The environmental purpose is to characterize watersheds in a region regarding vulnerability and resiliency relative to present and potential degradation of water quality due to human impact based on available spatial information and multidisciplinary expertise. Available information is of six general types as (1) physical and topographic conformation, (2) soil factors, (3) climatic factors, (4) hydrologic characteristics, (5) land-cover/land-use, and (6) prior records of sampling at selected locations for water quality and biological indicators. The strategy is first to develop cluster-based classes of watersheds that are expected to have similar responses to anthropogenic stressors, without using indicators of landscape condition that are directly influenced by local human activity. Watersheds in these classes can then be analyzed for degree of human influence as indicated by land-cover/land-use demographics. More sparse data on water quality and biological indicators at stream sampling locations provide a basis for determining the degradation response to human-induced stressors in each class along with potential for remediation. Focus in this paper is on the first task of cluster-based classification.

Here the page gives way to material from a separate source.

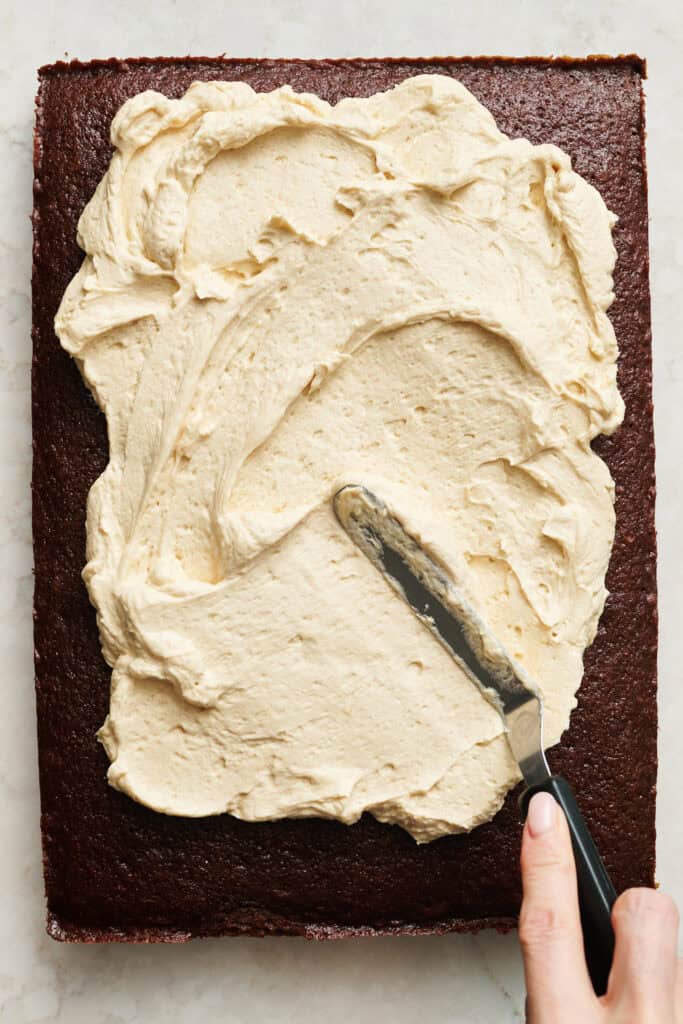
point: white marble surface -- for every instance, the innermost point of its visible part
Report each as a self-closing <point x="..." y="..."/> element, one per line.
<point x="462" y="979"/>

Statistical adaptation comes in combining empirical objectivity of clustering with interdisciplinary environmental expertise, such that the trajectory of investigation arises from team expertise while the formulation is shaped statistically. Expertise enters initially in recognizing subsets of available descriptors that characterize different aspects of the watershed context needing to be explored separately rather than being completely confounded. Reduction of redundancy among available descriptors and removal of outliers are preliminary concerns. Clustering then proceeds through a series of phases using the sets of variables individually and in selected combinations. Contingency of composite clustering relative to separately clustered sets is examined via special cross tabulations in order to elucidate interactions between sets of variables. The spatial nature of the investigation contributes the major contextual capability for exercising team expertise through visualization using geographic information systems (GIS) that enhances and integrates insights from clustering, particularly with regard to spatial distribution of cluster membership.